La aldaba
Carlos Navarro Antolín
No nos engañen, hablemos de la guerra
Para que esto no sepa a hoja parroquial, comenzaré aclarando que no tengo ningún credo religioso, ni falta que me hace para sentir la fuerza de ciertos símbolos y relatos –todas las deidades, recuerda Willan Blake, residen en el corazón humano–, conocer la cultura en la que me inserto o para merodear e incluso practicar algunos rituales, quizá los más paganos, propios de esta tierra. A nadie de aquí le extrañará lo que de Despeñaperros hacia arriba resulta incomprensible; que una anciana –pongo por caso– en desacuerdo con la postura de la Iglesia en demasiadas cosas, rompa en llanto al ver salir a su Señor Cautivo del Tiro de Línea mientras se dice a sí misma por lo bajo “Yo me entiendo”. Por suerte, aquí y ahora no va a hacer falta explicarlo. Como tampoco hace falta explicar, sino cotejar en las calles, que en Sevilla no solo conviven, sino que incluso se funden distintas maneras de vivir y entender los días de Cuaresma, sin duda los mejores del año. Para transversales (esa palabreja), estas vísperas. Salvo esos pocos que piensan que no hay forma que valga, solo la suya, el resto disfrutamos a tope estos días y su ambientazo en armónica convivencia y como dios nos da a entender, unos desde el recogimiento y otras desde no encontrar manera de recogernos.
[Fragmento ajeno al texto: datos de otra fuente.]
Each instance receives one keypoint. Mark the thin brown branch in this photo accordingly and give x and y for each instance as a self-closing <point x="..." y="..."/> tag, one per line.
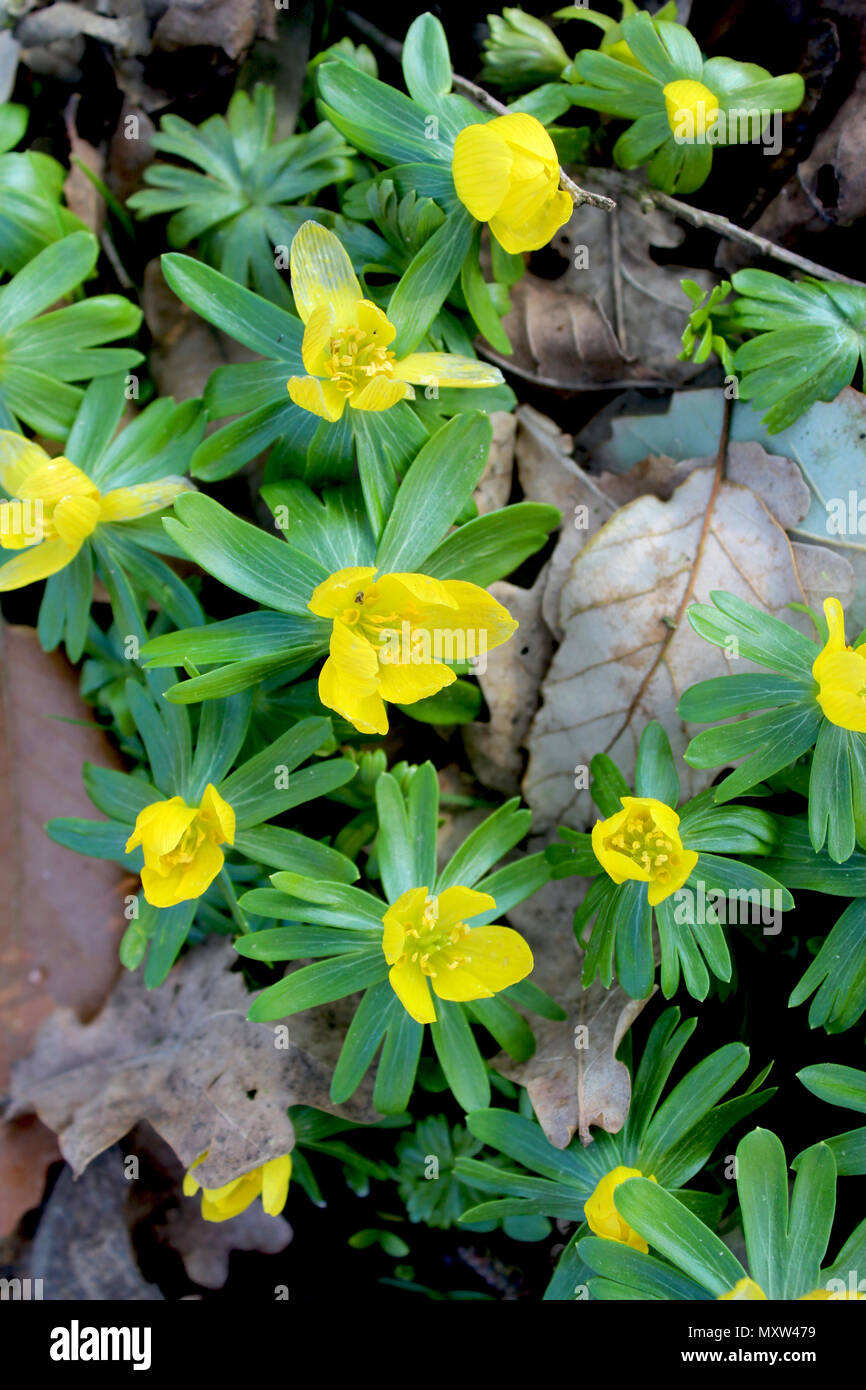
<point x="719" y="224"/>
<point x="485" y="102"/>
<point x="690" y="587"/>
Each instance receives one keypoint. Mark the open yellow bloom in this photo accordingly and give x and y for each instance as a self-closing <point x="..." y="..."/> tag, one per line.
<point x="691" y="109"/>
<point x="346" y="339"/>
<point x="642" y="843"/>
<point x="392" y="635"/>
<point x="56" y="508"/>
<point x="602" y="1215"/>
<point x="181" y="845"/>
<point x="841" y="673"/>
<point x="270" y="1182"/>
<point x="427" y="943"/>
<point x="506" y="174"/>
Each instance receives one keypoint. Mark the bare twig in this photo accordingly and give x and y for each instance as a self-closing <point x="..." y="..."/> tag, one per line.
<point x="485" y="102"/>
<point x="715" y="223"/>
<point x="690" y="587"/>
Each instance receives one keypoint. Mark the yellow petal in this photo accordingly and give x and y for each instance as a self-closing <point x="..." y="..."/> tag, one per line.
<point x="481" y="170"/>
<point x="141" y="499"/>
<point x="57" y="478"/>
<point x="161" y="826"/>
<point x="321" y="274"/>
<point x="403" y="684"/>
<point x="380" y="394"/>
<point x="18" y="459"/>
<point x="446" y="369"/>
<point x="35" y="563"/>
<point x="495" y="958"/>
<point x="410" y="986"/>
<point x="75" y="519"/>
<point x="316" y="346"/>
<point x="337" y="592"/>
<point x="275" y="1183"/>
<point x="364" y="712"/>
<point x="216" y="808"/>
<point x="535" y="231"/>
<point x="320" y="398"/>
<point x="459" y="904"/>
<point x="745" y="1290"/>
<point x="405" y="911"/>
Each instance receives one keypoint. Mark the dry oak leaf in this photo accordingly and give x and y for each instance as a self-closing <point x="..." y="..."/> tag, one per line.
<point x="622" y="663"/>
<point x="60" y="915"/>
<point x="615" y="316"/>
<point x="185" y="1058"/>
<point x="573" y="1077"/>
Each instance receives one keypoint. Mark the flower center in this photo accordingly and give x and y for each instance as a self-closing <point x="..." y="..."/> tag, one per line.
<point x="641" y="841"/>
<point x="433" y="947"/>
<point x="356" y="357"/>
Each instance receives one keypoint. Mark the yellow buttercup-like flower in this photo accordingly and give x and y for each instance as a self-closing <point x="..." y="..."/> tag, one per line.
<point x="691" y="109"/>
<point x="841" y="674"/>
<point x="181" y="845"/>
<point x="346" y="339"/>
<point x="270" y="1182"/>
<point x="506" y="174"/>
<point x="642" y="843"/>
<point x="56" y="508"/>
<point x="392" y="637"/>
<point x="427" y="943"/>
<point x="602" y="1215"/>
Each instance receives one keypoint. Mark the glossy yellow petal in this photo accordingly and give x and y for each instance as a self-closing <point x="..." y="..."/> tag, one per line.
<point x="275" y="1183"/>
<point x="380" y="392"/>
<point x="35" y="563"/>
<point x="401" y="915"/>
<point x="18" y="459"/>
<point x="316" y="346"/>
<point x="745" y="1290"/>
<point x="409" y="683"/>
<point x="339" y="591"/>
<point x="161" y="826"/>
<point x="401" y="590"/>
<point x="321" y="274"/>
<point x="75" y="519"/>
<point x="460" y="904"/>
<point x="57" y="478"/>
<point x="535" y="231"/>
<point x="602" y="1215"/>
<point x="364" y="712"/>
<point x="446" y="369"/>
<point x="141" y="499"/>
<point x="488" y="959"/>
<point x="410" y="986"/>
<point x="320" y="398"/>
<point x="481" y="170"/>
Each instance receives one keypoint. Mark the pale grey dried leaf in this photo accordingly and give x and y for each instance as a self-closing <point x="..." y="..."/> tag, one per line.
<point x="186" y="1059"/>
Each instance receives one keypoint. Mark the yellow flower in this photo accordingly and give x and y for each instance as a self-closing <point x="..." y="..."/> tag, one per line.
<point x="56" y="508"/>
<point x="427" y="943"/>
<point x="642" y="843"/>
<point x="602" y="1215"/>
<point x="392" y="635"/>
<point x="506" y="174"/>
<point x="691" y="109"/>
<point x="345" y="341"/>
<point x="270" y="1182"/>
<point x="745" y="1290"/>
<point x="841" y="673"/>
<point x="181" y="845"/>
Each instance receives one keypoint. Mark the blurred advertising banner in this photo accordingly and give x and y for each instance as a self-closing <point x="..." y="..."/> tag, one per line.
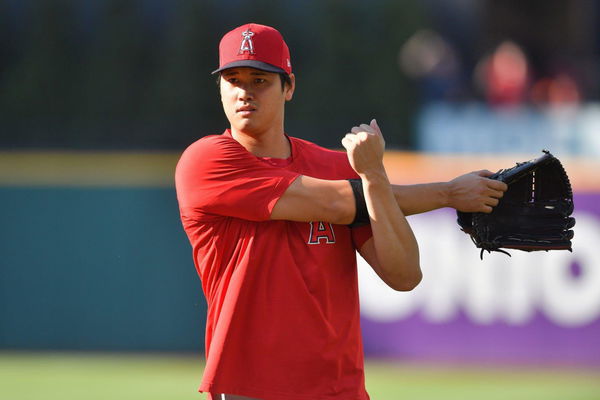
<point x="540" y="307"/>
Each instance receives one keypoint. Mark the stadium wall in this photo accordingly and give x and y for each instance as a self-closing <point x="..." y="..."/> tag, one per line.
<point x="94" y="258"/>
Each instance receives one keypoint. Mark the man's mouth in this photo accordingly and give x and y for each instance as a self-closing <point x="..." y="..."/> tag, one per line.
<point x="246" y="109"/>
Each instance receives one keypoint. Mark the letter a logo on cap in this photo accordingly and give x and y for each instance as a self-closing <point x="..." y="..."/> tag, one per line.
<point x="247" y="44"/>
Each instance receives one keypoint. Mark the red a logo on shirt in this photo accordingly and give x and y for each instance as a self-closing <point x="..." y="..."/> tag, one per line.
<point x="321" y="231"/>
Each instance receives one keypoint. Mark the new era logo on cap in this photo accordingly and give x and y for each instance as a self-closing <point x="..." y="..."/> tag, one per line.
<point x="256" y="46"/>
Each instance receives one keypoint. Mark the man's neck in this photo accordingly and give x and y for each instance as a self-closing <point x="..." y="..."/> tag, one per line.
<point x="269" y="144"/>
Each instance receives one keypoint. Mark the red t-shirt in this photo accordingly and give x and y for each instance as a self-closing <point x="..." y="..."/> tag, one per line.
<point x="283" y="310"/>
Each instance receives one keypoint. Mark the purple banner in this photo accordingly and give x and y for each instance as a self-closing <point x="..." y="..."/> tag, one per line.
<point x="540" y="307"/>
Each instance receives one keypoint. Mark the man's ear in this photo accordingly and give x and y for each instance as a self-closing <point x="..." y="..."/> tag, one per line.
<point x="289" y="89"/>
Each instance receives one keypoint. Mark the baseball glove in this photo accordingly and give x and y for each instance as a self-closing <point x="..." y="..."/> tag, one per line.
<point x="534" y="213"/>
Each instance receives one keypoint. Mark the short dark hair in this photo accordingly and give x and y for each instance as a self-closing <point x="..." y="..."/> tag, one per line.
<point x="285" y="79"/>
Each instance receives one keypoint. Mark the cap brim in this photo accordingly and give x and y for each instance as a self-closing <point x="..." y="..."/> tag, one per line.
<point x="252" y="64"/>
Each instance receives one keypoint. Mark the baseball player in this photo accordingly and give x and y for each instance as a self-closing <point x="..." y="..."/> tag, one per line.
<point x="275" y="222"/>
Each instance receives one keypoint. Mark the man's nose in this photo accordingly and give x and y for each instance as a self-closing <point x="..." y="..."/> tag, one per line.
<point x="245" y="92"/>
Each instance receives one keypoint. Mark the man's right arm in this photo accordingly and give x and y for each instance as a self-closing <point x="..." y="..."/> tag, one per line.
<point x="312" y="199"/>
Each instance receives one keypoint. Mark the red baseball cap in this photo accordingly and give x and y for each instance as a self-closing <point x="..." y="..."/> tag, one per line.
<point x="256" y="46"/>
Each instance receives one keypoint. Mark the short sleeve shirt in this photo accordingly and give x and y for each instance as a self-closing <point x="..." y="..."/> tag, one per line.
<point x="283" y="310"/>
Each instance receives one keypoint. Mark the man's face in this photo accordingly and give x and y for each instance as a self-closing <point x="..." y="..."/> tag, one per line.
<point x="253" y="100"/>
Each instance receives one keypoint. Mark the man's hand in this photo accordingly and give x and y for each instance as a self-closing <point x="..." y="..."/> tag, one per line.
<point x="473" y="192"/>
<point x="365" y="147"/>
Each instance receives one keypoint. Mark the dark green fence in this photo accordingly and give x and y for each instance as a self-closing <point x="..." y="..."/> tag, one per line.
<point x="96" y="269"/>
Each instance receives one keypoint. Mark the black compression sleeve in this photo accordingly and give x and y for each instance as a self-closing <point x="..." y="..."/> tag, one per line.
<point x="362" y="214"/>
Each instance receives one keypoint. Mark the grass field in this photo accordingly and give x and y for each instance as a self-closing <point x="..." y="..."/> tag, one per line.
<point x="70" y="376"/>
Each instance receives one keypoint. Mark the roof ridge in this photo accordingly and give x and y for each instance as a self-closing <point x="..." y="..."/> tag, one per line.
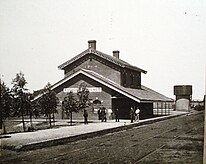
<point x="110" y="58"/>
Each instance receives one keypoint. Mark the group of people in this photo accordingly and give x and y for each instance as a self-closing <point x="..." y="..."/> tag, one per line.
<point x="134" y="114"/>
<point x="102" y="114"/>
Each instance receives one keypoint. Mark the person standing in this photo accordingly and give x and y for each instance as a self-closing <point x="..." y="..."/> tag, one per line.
<point x="137" y="111"/>
<point x="116" y="113"/>
<point x="85" y="116"/>
<point x="132" y="114"/>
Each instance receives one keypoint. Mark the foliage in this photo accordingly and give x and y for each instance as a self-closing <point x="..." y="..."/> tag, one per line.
<point x="48" y="102"/>
<point x="21" y="101"/>
<point x="5" y="104"/>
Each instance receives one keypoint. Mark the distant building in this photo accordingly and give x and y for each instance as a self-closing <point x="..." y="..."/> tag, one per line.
<point x="183" y="95"/>
<point x="112" y="82"/>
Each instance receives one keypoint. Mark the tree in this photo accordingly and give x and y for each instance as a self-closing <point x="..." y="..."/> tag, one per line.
<point x="48" y="103"/>
<point x="83" y="97"/>
<point x="5" y="104"/>
<point x="69" y="105"/>
<point x="21" y="100"/>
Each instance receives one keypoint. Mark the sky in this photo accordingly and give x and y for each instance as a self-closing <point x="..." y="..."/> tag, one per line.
<point x="165" y="38"/>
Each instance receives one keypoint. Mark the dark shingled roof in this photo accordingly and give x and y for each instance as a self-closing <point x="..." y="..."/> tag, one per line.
<point x="142" y="95"/>
<point x="109" y="58"/>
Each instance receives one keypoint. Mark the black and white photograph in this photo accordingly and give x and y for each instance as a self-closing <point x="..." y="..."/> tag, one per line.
<point x="113" y="81"/>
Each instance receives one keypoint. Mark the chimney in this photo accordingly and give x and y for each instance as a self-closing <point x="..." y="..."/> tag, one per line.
<point x="92" y="44"/>
<point x="116" y="54"/>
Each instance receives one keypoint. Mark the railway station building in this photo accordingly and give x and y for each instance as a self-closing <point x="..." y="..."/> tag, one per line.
<point x="112" y="83"/>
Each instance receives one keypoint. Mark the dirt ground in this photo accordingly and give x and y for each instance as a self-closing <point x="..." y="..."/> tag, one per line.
<point x="176" y="140"/>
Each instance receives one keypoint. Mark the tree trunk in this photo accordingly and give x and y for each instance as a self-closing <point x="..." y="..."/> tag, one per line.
<point x="50" y="120"/>
<point x="22" y="116"/>
<point x="4" y="127"/>
<point x="53" y="117"/>
<point x="31" y="120"/>
<point x="71" y="118"/>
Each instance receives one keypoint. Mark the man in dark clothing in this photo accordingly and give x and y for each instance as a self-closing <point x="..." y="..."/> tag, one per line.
<point x="116" y="113"/>
<point x="103" y="114"/>
<point x="132" y="114"/>
<point x="85" y="116"/>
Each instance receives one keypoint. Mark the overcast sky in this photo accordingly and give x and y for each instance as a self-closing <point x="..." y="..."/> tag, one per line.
<point x="167" y="38"/>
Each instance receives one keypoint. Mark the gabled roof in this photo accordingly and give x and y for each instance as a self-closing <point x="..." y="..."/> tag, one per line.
<point x="109" y="58"/>
<point x="139" y="95"/>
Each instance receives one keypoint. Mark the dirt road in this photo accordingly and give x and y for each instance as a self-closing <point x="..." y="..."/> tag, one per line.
<point x="176" y="140"/>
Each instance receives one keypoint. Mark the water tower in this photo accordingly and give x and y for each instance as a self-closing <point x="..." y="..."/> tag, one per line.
<point x="183" y="95"/>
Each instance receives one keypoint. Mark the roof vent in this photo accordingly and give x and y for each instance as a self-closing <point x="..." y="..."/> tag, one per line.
<point x="116" y="54"/>
<point x="92" y="44"/>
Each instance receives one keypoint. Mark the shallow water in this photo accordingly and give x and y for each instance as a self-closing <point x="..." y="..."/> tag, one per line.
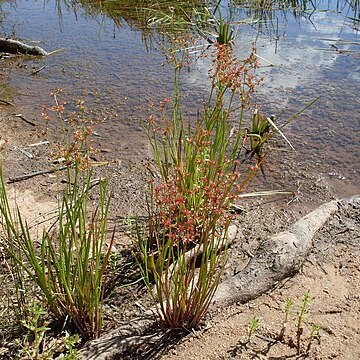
<point x="110" y="67"/>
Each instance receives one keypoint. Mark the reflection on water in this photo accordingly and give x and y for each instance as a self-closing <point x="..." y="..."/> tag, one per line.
<point x="112" y="59"/>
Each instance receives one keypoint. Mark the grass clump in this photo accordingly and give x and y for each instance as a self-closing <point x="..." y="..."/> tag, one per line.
<point x="182" y="251"/>
<point x="68" y="262"/>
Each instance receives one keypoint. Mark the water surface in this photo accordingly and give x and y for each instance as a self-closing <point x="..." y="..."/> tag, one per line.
<point x="306" y="52"/>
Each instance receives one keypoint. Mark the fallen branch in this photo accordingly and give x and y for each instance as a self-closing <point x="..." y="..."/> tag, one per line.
<point x="38" y="70"/>
<point x="280" y="256"/>
<point x="20" y="116"/>
<point x="6" y="102"/>
<point x="33" y="174"/>
<point x="18" y="47"/>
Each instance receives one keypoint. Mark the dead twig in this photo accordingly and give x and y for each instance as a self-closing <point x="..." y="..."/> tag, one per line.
<point x="20" y="116"/>
<point x="38" y="70"/>
<point x="6" y="102"/>
<point x="33" y="174"/>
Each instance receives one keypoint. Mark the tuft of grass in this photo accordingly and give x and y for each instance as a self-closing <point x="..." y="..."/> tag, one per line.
<point x="182" y="250"/>
<point x="68" y="263"/>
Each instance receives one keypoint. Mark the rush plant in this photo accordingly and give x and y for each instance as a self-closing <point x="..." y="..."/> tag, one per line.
<point x="68" y="263"/>
<point x="182" y="250"/>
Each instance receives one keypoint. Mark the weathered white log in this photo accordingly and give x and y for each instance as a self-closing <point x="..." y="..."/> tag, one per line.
<point x="279" y="257"/>
<point x="18" y="47"/>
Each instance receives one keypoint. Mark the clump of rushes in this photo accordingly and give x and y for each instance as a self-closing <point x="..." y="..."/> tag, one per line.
<point x="182" y="250"/>
<point x="68" y="263"/>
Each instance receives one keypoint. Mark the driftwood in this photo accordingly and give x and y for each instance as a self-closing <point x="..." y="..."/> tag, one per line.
<point x="18" y="47"/>
<point x="35" y="173"/>
<point x="279" y="257"/>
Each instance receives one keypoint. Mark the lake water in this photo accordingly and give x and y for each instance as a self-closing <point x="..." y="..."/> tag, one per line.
<point x="314" y="53"/>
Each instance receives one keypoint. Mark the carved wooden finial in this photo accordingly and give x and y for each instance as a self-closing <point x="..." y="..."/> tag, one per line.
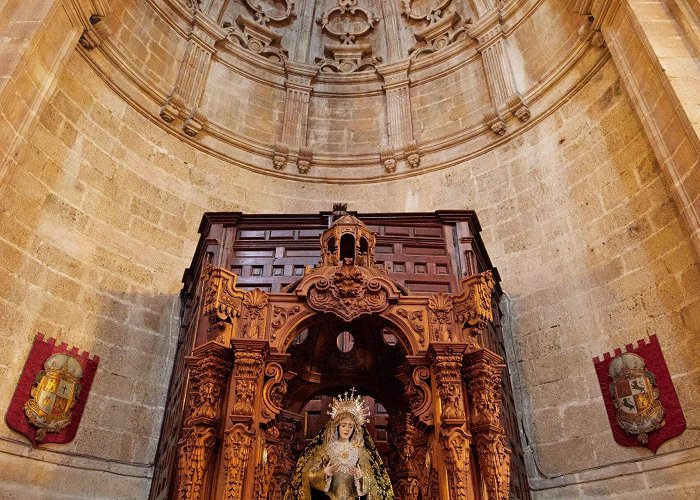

Hace un rato mis vecinos, hermanos de la Estrella, me han propuesto un plan para el finde: irnos de capillas. O lo que es lo mismo, echar la mañana paseando de un barrio a otro, guardar cola, entrar en los templos, asistir a algún concierto, abrirnos a lo que nos brinde el instante, disfrutar de arquitecturas, colores, fragancias de exorno, símbolos. Después –cae fijo–, una cervecita y bacalao en algún rincón de esos en cuyas servilletas reza: “Buen ambiente cofrade” (frase que hace pensar que también hay ambientes cofrades que son malos). Ante la propuesta, he recordado aquella vez en la que fui a trabajar en Roma en vísperas de Semana Santa: se me antoja estar todavía sentada en un templo al que me condujeron las voces angelicales de un coro, con la mirada perdida en unos frescos como de Piero della Francesca. Me sentí afortunada de vivir aquel momento en aquella ciudad eterna. Sería torpe no valorar, por tenerlo tan a mano, lo que siento como propio en esta otra.
Por supuesto, a mis vecinos les he dicho sí. Acudiré como testigo disfrutón, pero no como extraña o turista, sino como parte de una vivencia popular –ese gato indómito al que, por suerte, no hay poder que le ponga el cascabel– que por descontado me pertenece. Incluso alzaré una plegaria –por si acaso Dios creyera en mí–: que estos días no se extiendan sin sentido a lo largo del año ni se malversen en enésimas salidas extraordinarias, traslados, Magnas. El año pasado, Sevilla tuvo en la calle 3,3 cofradías por día: reniego.